With attention now focused on early socialization and how it can affect personality development, breeders can affect a pup’s confidence level by how a pup and its environment is managed before it leaves.

Handling a pup securely and gently before its eyes and ears have opened will acquaint a pup with different sensations. Different scents (human and environmental) will also acquaint the pup with a variety of sensory experiences at this time.
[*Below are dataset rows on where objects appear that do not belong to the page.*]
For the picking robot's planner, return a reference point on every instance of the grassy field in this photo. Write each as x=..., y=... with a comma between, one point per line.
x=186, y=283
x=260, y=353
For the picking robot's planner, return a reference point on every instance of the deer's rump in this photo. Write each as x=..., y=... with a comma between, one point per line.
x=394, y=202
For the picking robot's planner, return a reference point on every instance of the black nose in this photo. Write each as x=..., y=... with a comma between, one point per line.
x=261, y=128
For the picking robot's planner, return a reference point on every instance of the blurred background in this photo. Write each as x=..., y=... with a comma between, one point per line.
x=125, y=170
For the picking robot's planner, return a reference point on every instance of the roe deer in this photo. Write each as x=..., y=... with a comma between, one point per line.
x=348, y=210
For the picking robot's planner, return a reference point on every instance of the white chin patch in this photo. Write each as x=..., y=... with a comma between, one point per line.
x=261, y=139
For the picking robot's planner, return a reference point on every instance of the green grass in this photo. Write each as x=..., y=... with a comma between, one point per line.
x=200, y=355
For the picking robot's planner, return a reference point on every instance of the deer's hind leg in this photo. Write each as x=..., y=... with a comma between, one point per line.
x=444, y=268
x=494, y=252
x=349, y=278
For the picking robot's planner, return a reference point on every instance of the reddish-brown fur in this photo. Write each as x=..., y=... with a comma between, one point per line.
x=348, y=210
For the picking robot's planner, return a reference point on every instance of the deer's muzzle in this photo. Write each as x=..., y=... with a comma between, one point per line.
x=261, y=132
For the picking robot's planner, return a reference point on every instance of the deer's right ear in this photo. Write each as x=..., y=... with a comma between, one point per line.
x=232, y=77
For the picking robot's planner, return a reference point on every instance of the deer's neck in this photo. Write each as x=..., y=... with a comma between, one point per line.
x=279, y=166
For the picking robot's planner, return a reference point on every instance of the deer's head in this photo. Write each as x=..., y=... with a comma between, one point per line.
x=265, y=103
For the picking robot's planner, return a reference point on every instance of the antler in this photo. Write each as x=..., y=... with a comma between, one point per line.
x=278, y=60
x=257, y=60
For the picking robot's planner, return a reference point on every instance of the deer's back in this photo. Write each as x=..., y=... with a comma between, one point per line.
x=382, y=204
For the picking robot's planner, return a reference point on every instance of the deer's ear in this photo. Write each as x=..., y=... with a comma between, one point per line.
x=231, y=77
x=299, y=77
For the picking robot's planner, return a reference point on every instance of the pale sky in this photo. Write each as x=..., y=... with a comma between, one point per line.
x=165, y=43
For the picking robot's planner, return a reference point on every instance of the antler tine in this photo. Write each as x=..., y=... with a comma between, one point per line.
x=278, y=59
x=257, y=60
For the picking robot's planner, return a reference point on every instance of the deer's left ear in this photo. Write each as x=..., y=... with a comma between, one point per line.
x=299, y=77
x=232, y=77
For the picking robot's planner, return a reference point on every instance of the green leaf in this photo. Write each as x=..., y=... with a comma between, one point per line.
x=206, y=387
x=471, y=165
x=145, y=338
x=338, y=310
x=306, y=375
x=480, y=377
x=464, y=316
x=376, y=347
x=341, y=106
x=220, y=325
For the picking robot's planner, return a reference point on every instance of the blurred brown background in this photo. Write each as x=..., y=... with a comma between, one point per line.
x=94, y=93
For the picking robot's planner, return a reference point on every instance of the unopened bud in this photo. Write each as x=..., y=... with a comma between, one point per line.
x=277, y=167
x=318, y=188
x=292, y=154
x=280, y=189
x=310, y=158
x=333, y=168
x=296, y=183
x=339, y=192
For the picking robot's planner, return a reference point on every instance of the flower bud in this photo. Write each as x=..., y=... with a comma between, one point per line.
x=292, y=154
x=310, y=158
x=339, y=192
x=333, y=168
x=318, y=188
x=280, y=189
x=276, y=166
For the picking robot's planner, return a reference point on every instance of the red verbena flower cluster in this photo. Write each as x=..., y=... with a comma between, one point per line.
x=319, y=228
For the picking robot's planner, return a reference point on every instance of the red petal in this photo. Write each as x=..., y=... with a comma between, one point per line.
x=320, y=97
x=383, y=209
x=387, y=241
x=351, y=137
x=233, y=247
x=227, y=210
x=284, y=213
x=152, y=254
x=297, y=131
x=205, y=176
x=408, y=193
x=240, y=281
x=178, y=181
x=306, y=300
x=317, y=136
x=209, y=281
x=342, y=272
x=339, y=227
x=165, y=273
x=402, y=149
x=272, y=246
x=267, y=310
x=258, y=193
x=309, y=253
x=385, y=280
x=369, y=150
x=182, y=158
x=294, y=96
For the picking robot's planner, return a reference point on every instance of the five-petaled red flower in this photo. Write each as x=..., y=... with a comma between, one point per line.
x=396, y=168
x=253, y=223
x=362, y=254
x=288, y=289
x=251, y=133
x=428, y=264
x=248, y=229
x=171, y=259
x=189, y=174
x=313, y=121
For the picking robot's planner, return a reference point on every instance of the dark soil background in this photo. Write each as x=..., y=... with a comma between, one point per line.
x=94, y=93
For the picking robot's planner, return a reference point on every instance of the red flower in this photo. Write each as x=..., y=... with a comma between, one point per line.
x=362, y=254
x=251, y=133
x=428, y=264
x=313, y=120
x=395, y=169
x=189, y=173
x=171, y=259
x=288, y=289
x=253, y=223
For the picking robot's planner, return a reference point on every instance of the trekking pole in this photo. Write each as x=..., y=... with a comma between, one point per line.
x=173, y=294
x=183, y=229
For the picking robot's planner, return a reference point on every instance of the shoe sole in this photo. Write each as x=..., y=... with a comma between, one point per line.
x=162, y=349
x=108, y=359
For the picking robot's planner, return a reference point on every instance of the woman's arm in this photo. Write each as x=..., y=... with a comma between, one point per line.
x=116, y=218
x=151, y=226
A very critical time, I feel, is the time span between the pup’s eyes opening and the pup is about four weeks of age. Physically, the pups are becoming aware of their environment as their senses and physical skills develop. Rough handling or over-stimulation at this age imprints fear into pups - even ones who may have been very confident. As the pups develop, different but safe experiences should be incorporated into their environment. Such experiences could be a different locale (eg. taking the pup outside to explore or into a different room with different footing), different dogs (eg. other mature dogs socializing with the pups with an accepting momma), different physical objects (eg. toys, crates, household furniture), and different sounds (eg. music, vacuums and other appliances.)

Helping a pup gain self-confidence does require the owner to have a safe, calm encouraging manner as well as dedication to exposing the pup to a multitude of experiences.


The biggest effect upon personalities I see with educating my dogs is the sparkle that appears in their face and eyes. Their sense of humor and self-confidence blossoms. They become more “alive”. Education also increases the human-canine bond which can only have positive effects upon both.

Such “sparkle producing” education is accomplished through positive reinforcement methods. Clicker training in particular is highly inducive for the dog. This results in a dog who has discovered the joy in learning new things. The handler, of course, must always teach lessons at the dog’s rate of learning to retain their desire and confidence level.

Negative/Punishment teaching methods do not add joy to a dog’s eyes let alone their personality. Malamutes, in particular, do not “learn well” with these methods. Perhaps this is where the Malamutes got the erroneous reputation of being stupid or stubborn as early obedience training methods were negative/punishment based.

While I am a strong believer and proponent of teaching with positive reinforcements, I am also aware that appropriately timed negative reinforcements are also important in the dog’s education. Dogs need to learn the boundaries of what is and what is not acceptable behavior. For example, a strategically placed mousetrap(s) along a counter top gives immediate negative reinforcement to the counter-cruising canine.


While a dog’s basic personality is strongly genetically wired, the environmental factors such as the home environment, socialization, and education can influence how the pup develops. All facets of a pup’s “hard wiring” (pack orientation, intelligence level, confidence level) can be influenced by any/all of the environmental factors discussed.

It is also important for the handler to realize that personalities are dynamic. For instance, if the education isn’t given, a hard wired sweet pup can evolve into a dominating out of control nuisance. In another case, a sweet loving individual who is subjected to multiple stressors can evolve into a fearful highly stressed individual. With a change in education and home environment, both individuals can possibly be salvaged and rehabilitated.

Every dog is an individual. This should be every handler’s mantra. To help each individual dog become their very best with poise, confidence, manners, and sparkle, handlers must continually assess their dog. Various environmental factors that influence their dog’s well-being are dynamic which will necessitate changes in the dog’s education, socialization etc. A handler who does these dynamic evaluations will get the “ideal” and desired dog - a content, confident, sparkling Happy Dog!